02

97 13 19
                                    

    "Hızlı ol biraz."

  "Dur biraz şurda saçımı düzeltiyorum! Hem daha zamanımız var."

  "Aslında on dakika yolculuk, yirmi dakika kahvaltıyı düşünürsek..."

   Daha önce ikisi de bu kadar erken kalkmadıkları için ikisinin de eli ayağı dolanmıştı. Gerçi sarışın genç şaşırtıcı bir şekilde diğerine kıyasla daha sakindi. Yani saatlerdir saçıyla uğraşan biri için söylüyoruz.

  Daha çok dayanamayan Alhaitham gencin kıyafetinden çekiştirerek kapıya kadar sürükledi. Çantasını üstüne fırlattı ve ayakkabılarının bağacıklarıyla uğraşmaya başladı. Sarışın genç karşısındakine biraz kızgındı. Saçını daha bitirmeden onu çekiştirmişti. Gerçi dakikalarca ayakkabılarının bağacıklarını bağlamaya çalışan arkadaşını görünce gülesi geliyordu. "Bana sakın bağacık bağlamayı bilmediğini söyleme!" Utanmış yüzünü saklamak için kafasını biraz öne eğmişti.

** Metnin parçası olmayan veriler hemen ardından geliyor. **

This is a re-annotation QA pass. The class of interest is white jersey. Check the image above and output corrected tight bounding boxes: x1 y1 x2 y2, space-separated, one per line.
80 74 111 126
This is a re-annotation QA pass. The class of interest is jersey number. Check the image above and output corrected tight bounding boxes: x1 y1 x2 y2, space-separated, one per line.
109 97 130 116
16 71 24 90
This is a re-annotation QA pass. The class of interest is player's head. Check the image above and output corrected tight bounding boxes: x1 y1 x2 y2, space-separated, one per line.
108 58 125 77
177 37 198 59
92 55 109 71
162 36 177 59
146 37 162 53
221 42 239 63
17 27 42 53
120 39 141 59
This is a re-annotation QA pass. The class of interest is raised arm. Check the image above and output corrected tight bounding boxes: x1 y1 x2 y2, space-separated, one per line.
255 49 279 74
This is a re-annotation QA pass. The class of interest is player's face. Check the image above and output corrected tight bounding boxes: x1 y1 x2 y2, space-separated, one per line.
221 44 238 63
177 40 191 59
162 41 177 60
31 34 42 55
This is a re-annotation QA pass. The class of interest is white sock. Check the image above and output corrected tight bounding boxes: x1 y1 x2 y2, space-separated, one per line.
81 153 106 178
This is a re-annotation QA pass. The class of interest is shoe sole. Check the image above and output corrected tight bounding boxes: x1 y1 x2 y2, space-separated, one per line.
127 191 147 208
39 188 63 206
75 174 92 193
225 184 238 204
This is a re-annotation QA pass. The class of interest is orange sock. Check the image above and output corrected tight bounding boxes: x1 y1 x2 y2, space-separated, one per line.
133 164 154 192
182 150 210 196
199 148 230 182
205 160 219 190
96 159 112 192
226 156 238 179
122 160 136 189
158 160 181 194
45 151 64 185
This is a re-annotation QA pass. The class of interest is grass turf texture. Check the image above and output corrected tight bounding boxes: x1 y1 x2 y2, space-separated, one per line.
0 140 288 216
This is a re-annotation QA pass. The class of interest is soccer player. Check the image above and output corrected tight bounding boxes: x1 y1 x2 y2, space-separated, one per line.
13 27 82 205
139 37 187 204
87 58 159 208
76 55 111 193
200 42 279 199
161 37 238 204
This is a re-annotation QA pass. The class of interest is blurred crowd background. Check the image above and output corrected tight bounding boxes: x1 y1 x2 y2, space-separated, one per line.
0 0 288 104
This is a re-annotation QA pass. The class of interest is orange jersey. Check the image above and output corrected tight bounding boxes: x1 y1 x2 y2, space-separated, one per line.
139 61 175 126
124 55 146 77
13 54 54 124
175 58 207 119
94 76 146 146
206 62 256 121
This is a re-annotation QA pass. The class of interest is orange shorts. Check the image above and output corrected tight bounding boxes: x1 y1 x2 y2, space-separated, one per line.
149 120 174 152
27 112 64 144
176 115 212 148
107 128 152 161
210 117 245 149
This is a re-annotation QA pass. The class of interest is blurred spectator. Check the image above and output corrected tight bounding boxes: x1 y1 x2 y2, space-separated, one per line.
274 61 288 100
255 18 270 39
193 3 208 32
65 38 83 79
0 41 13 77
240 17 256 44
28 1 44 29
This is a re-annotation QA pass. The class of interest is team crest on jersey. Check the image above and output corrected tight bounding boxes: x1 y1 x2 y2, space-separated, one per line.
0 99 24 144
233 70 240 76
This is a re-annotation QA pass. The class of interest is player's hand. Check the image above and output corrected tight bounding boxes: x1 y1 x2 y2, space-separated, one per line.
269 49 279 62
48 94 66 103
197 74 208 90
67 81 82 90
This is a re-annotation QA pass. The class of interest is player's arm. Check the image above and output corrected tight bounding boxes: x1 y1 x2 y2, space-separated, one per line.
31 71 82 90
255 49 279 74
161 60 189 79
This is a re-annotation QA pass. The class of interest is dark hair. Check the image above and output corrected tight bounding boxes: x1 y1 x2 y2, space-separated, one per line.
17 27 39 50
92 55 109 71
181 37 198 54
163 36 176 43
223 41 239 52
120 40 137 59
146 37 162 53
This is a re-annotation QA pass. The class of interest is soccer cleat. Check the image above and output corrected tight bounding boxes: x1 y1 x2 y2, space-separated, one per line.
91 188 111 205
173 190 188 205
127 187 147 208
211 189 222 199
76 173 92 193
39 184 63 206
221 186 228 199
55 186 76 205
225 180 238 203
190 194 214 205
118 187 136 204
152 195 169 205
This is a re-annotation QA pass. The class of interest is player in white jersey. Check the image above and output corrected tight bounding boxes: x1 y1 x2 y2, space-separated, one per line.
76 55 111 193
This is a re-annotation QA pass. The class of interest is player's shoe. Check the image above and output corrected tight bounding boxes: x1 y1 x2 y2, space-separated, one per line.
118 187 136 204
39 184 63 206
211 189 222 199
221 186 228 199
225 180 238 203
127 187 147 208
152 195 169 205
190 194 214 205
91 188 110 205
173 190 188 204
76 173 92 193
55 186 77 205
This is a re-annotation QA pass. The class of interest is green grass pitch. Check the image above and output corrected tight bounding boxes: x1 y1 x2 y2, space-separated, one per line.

Eski bir arkadaşı da hep bunu söylerdi ve gülerdi.

*

   Otobüs durağına kadar yürümelilerdi ve ikisi de aptal olduğu için evden geç çıkmışlardı. Aslında bu biraz sarışın gencin suçuydu, saatlerce saçıyla oynamıştı tabii ayakkabı sıkıntısını da unutmamalıyız.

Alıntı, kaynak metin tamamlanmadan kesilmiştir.